For a quick summary of that paper, see the 3rd-to-last paragraph of The Singularity and Machine Ethics, which is really something you should read if you’re interested in FAI and inferring preferences. Likewise Learning What to Value.
Thank you, that was interesting reading. If I’m not mistaken, though, the Nielsen-Jenson paper is talking about how to make the value inference more robust in the presence of contradictory behavior. It doesn’t seem to me that this sort of procedure will reliably isolate the values we’re interested in from limitations on human rationality.
The idea (page sixteen of your second citation) of extracting a human utility function by eliminating contradictory or inconsistent features of your model of human behavior-in-general is interesting, but I have some reservations about it. There are numerous studies floating around suggesting that human moral intuition can be contradictory or incoherent, and I’d prefer not to throw the baby out with the bathwater if that’s the case.
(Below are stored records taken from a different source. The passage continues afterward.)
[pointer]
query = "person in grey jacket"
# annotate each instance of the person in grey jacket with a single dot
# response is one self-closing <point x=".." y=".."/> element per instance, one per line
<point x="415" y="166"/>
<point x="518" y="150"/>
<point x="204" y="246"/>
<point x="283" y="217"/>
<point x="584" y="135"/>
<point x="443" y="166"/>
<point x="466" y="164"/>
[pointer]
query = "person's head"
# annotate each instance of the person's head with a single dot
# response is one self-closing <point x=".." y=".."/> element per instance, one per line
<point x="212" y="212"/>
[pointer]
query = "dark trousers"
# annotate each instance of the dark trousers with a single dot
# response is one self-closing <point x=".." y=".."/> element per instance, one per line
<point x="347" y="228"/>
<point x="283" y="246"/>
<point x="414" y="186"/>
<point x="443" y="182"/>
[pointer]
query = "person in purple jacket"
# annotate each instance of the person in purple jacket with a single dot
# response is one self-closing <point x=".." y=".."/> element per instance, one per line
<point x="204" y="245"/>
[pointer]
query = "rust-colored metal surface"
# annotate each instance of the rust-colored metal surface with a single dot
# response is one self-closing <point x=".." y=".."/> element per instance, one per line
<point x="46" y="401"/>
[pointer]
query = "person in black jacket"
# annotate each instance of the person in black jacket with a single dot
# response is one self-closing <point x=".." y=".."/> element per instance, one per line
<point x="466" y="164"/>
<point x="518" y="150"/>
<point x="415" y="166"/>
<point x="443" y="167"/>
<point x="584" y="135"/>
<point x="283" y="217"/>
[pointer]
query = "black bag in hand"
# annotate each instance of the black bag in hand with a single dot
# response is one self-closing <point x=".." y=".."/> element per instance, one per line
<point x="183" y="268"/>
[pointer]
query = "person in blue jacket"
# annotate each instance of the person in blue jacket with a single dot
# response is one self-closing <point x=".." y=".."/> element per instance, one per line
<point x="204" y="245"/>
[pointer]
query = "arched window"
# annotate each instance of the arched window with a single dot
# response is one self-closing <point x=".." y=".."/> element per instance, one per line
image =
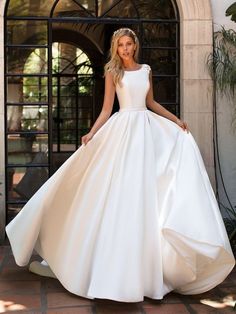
<point x="55" y="53"/>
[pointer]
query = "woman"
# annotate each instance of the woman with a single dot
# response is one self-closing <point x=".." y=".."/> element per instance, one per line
<point x="131" y="213"/>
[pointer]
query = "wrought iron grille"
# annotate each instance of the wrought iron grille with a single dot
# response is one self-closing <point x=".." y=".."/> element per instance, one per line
<point x="55" y="51"/>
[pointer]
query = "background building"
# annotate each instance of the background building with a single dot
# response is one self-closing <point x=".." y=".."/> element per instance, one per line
<point x="52" y="55"/>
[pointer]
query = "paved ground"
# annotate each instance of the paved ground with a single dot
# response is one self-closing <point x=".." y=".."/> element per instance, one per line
<point x="24" y="292"/>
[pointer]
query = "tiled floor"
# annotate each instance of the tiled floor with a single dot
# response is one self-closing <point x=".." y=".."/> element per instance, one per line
<point x="24" y="292"/>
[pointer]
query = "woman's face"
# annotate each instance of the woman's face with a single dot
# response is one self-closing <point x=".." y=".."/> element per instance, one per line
<point x="126" y="48"/>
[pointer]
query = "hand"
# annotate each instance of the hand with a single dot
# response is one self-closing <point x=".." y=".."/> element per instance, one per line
<point x="182" y="124"/>
<point x="86" y="138"/>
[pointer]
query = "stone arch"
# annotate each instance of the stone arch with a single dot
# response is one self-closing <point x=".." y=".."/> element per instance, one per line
<point x="196" y="85"/>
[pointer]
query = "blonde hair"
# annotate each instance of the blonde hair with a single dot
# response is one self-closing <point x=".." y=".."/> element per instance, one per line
<point x="114" y="65"/>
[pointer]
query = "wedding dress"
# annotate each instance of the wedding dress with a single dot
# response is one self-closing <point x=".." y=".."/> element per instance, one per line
<point x="130" y="214"/>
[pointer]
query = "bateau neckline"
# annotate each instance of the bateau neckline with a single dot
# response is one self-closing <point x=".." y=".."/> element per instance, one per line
<point x="134" y="70"/>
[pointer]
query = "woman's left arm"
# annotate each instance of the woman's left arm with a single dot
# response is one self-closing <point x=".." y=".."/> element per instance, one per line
<point x="159" y="109"/>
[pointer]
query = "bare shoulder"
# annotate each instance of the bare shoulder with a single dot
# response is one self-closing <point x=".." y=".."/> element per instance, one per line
<point x="147" y="67"/>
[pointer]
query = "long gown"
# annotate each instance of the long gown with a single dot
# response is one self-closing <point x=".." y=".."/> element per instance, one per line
<point x="130" y="214"/>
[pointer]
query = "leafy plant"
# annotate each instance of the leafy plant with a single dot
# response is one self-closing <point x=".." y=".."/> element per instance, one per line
<point x="232" y="11"/>
<point x="222" y="67"/>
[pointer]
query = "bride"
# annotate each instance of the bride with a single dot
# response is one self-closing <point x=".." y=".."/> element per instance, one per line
<point x="132" y="212"/>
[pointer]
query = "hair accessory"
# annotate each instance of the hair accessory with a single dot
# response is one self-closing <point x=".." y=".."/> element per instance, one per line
<point x="123" y="29"/>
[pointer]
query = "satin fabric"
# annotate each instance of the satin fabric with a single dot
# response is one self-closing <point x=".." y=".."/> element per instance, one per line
<point x="130" y="214"/>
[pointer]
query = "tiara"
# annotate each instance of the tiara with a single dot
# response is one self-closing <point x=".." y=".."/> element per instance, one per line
<point x="122" y="29"/>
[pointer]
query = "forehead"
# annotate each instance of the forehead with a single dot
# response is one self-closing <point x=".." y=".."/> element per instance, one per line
<point x="125" y="38"/>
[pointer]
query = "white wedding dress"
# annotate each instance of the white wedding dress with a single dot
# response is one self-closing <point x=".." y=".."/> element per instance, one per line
<point x="130" y="214"/>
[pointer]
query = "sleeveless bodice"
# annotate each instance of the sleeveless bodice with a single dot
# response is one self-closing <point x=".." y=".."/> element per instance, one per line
<point x="133" y="91"/>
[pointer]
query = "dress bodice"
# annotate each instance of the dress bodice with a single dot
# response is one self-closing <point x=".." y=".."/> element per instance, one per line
<point x="133" y="90"/>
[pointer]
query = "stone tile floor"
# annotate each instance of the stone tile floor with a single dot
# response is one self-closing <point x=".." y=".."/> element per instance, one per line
<point x="24" y="292"/>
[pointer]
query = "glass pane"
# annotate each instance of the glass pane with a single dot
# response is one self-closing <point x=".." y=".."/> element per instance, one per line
<point x="13" y="210"/>
<point x="69" y="59"/>
<point x="161" y="61"/>
<point x="27" y="89"/>
<point x="27" y="32"/>
<point x="159" y="35"/>
<point x="155" y="9"/>
<point x="27" y="148"/>
<point x="24" y="182"/>
<point x="104" y="6"/>
<point x="26" y="60"/>
<point x="27" y="118"/>
<point x="69" y="8"/>
<point x="29" y="7"/>
<point x="124" y="9"/>
<point x="89" y="5"/>
<point x="164" y="89"/>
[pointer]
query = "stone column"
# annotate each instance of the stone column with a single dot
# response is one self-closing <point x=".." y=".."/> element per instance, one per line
<point x="196" y="84"/>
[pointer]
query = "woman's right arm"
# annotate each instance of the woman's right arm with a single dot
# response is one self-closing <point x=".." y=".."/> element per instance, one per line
<point x="105" y="113"/>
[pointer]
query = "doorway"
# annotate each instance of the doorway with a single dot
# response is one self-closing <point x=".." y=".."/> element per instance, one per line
<point x="56" y="52"/>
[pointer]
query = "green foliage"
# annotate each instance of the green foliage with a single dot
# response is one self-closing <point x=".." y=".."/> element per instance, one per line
<point x="232" y="11"/>
<point x="222" y="62"/>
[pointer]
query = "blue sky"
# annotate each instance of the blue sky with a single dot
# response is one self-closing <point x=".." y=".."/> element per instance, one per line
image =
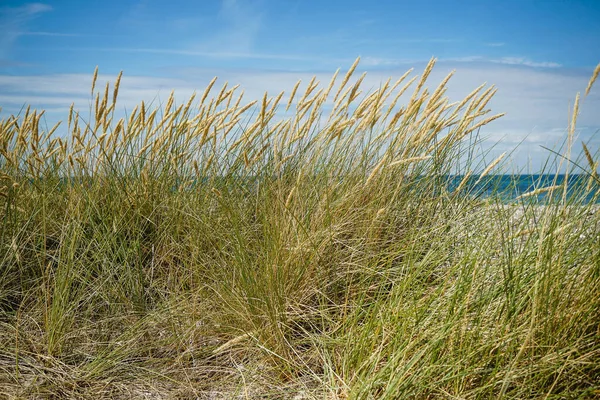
<point x="538" y="53"/>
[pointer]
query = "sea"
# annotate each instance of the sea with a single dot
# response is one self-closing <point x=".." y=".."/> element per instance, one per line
<point x="510" y="188"/>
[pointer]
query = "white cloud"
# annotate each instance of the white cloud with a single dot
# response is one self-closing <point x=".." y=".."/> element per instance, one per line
<point x="537" y="102"/>
<point x="239" y="23"/>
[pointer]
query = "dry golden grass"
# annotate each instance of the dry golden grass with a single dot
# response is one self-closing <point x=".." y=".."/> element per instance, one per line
<point x="217" y="245"/>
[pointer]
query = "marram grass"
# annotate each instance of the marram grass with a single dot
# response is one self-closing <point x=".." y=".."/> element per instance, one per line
<point x="218" y="249"/>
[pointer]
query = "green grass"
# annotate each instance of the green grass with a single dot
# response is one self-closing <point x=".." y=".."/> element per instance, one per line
<point x="210" y="250"/>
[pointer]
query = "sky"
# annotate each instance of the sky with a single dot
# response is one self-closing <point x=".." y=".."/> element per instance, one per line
<point x="538" y="54"/>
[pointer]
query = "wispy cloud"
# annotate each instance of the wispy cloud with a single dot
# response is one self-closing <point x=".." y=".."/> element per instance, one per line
<point x="218" y="54"/>
<point x="522" y="61"/>
<point x="526" y="62"/>
<point x="239" y="23"/>
<point x="14" y="21"/>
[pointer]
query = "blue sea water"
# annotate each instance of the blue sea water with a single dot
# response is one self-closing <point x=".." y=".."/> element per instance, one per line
<point x="509" y="187"/>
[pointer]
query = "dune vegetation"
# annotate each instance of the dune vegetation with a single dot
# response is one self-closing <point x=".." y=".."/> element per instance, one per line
<point x="286" y="248"/>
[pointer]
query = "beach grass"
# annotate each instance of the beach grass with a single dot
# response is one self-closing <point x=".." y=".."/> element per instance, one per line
<point x="220" y="249"/>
I am not sure what you mean. Essentially, it tries to find a utility maximiser that behaves in the same way. There are multiple ways of doing this—not one canonical method.
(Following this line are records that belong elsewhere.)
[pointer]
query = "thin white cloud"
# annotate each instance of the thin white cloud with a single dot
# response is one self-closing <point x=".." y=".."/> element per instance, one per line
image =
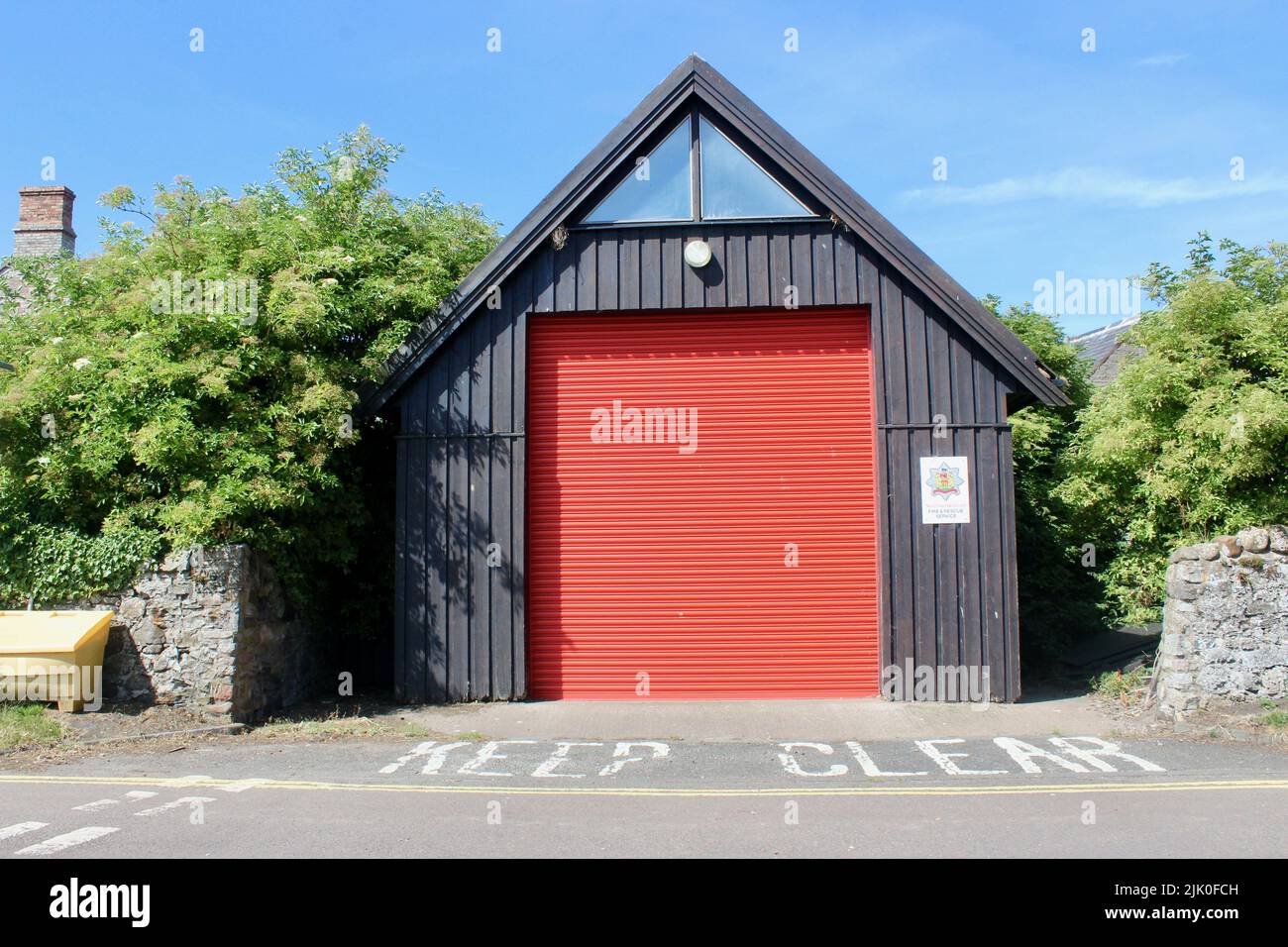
<point x="1100" y="185"/>
<point x="1162" y="59"/>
You’re just using a different standard from me to assess the method. By saying it “applies”, I mean that you can feed these techniques imperfect optimizers and they will construct utility-based models their actions. Revealed preference theory can be successfully applied to imperfect optimizers. A good job too, since all known optimisers are imperfect.
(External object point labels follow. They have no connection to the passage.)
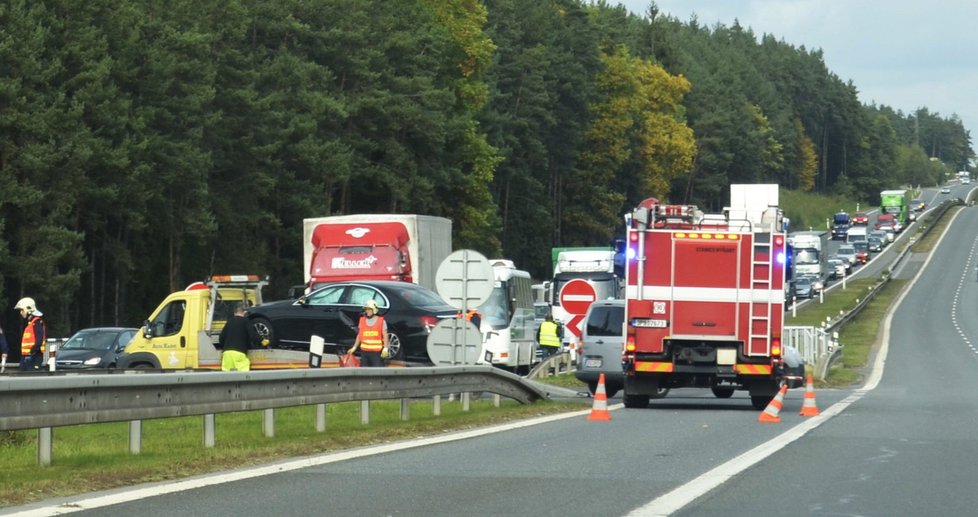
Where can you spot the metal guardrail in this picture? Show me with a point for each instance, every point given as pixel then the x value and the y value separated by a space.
pixel 53 401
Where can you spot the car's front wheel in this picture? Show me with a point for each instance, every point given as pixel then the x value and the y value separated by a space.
pixel 722 393
pixel 264 329
pixel 636 401
pixel 395 346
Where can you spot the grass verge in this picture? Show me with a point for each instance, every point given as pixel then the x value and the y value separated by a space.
pixel 95 456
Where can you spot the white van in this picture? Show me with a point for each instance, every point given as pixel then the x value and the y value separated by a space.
pixel 601 345
pixel 856 233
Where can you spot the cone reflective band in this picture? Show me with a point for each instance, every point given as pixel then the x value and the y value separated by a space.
pixel 771 414
pixel 809 408
pixel 599 411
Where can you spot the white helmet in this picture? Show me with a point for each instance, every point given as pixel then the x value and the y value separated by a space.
pixel 26 304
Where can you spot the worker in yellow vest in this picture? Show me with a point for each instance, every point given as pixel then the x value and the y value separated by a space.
pixel 549 336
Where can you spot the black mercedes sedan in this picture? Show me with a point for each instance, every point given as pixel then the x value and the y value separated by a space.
pixel 333 312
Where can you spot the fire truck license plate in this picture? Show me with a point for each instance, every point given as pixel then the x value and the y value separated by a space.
pixel 656 324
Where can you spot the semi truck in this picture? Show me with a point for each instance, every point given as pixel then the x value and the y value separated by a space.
pixel 403 247
pixel 808 255
pixel 183 331
pixel 596 266
pixel 840 225
pixel 704 298
pixel 897 204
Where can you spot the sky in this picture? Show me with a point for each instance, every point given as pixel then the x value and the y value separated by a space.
pixel 904 54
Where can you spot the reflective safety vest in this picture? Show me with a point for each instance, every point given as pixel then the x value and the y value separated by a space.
pixel 372 336
pixel 28 340
pixel 548 334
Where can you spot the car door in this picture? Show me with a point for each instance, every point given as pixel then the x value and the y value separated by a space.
pixel 321 314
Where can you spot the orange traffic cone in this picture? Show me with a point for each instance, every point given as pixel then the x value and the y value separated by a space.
pixel 599 411
pixel 809 408
pixel 773 409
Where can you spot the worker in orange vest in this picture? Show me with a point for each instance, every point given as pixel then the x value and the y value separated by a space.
pixel 372 338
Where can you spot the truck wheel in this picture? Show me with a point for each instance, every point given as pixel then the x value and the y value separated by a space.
pixel 722 393
pixel 395 346
pixel 636 401
pixel 264 329
pixel 760 401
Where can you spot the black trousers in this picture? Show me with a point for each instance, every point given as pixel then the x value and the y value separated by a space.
pixel 370 359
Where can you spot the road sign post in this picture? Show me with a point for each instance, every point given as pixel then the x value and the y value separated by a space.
pixel 575 297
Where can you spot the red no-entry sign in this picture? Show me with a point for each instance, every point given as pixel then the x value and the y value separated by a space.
pixel 576 296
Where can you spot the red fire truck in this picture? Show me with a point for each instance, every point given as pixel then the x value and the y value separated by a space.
pixel 705 298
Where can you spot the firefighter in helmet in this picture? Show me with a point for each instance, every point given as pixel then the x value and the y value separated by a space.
pixel 32 344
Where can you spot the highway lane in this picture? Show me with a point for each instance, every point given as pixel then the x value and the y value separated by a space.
pixel 557 468
pixel 852 464
pixel 907 447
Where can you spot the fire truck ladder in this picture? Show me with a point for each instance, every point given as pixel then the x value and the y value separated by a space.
pixel 762 277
Maybe those models don’t have the properties you are looking for—but that doesn’t represent a point of disagreement between us.
Oh, I know it will construct a utility-based optimizer perfectly well. But considering it wont actually determine their preferences, that’s rather useless for most practical purposes—such as the comment you replied to.
We don’t seem to disagree on facts, though, so I don’t think this conversation is going to go anywhere.
Um, surely this field is well established—and called “revealed preference theory”.
Well… no, actually. That sort of economical preference induction assumes that the agents it’s modelling are Homo Economus. If an agent consistently chooses x over y, it’s believed that it values x more than y—even if x is one marshmallow now, and y is two marshmallows in fifteen minutes. It’s a useful abstraction for modelling how people actually behave, but that is notably not what we’re interested in.
That sort of modelling was my starting point, but it’s obviously totally inadequate for this sort of application. Hence why everything past the third paragraph of this post talks about dealing with imperfect optimizers.
Not necessarily.
For a quick summary of that paper, see the 3rd-to-last paragraph of The Singularity and Machine Ethics, which is really something you should read if you’re interested in FAI and inferring preferences. Likewise Learning What to Value.
Thank you, that was interesting reading. If I’m not mistaken, though, the Nielsen-Jenson paper is talking about how to make the value inference more robust in the presence of contradictory behavior. It doesn’t seem to me that this sort of procedure will reliably isolate the values we’re interested in from limitations on human rationality.
The idea (page sixteen of your second citation) of extracting a human utility function by eliminating contradictory or inconsistent features of your model of human behavior-in-general is interesting, but I have some reservations about it. There are numerous studies floating around suggesting that human moral intuition can be contradictory or incoherent, and I’d prefer not to throw the baby out with the bathwater if that’s the case.
Um, “revealed preference theory” applies to imperfect optimizers just fine.
Does it have a canonical method of isolating the utility function from the details of the optimization process?
I am not sure what you mean. Essentially, it tries to find a utility maximiser that behaves in the same way. There are multiple ways of doing this—not one canonical method.
No, it doesn’t. It treats actual preferences and mistakes made while trying to implement them the same way.
You’re just using a different standard from me to assess the method. By saying it “applies”, I mean that you can feed these techniques imperfect optimizers and they will construct utility-based models their actions. Revealed preference theory can be successfully applied to imperfect optimizers. A good job too, since all known optimisers are imperfect.
Maybe those models don’t have the properties you are looking for—but that doesn’t represent a point of disagreement between us.
Oh, I know it will construct a utility-based optimizer perfectly well. But considering it wont actually determine their preferences, that’s rather useless for most practical purposes—such as the comment you replied to.
We don’t seem to disagree on facts, though, so I don’t think this conversation is going to go anywhere.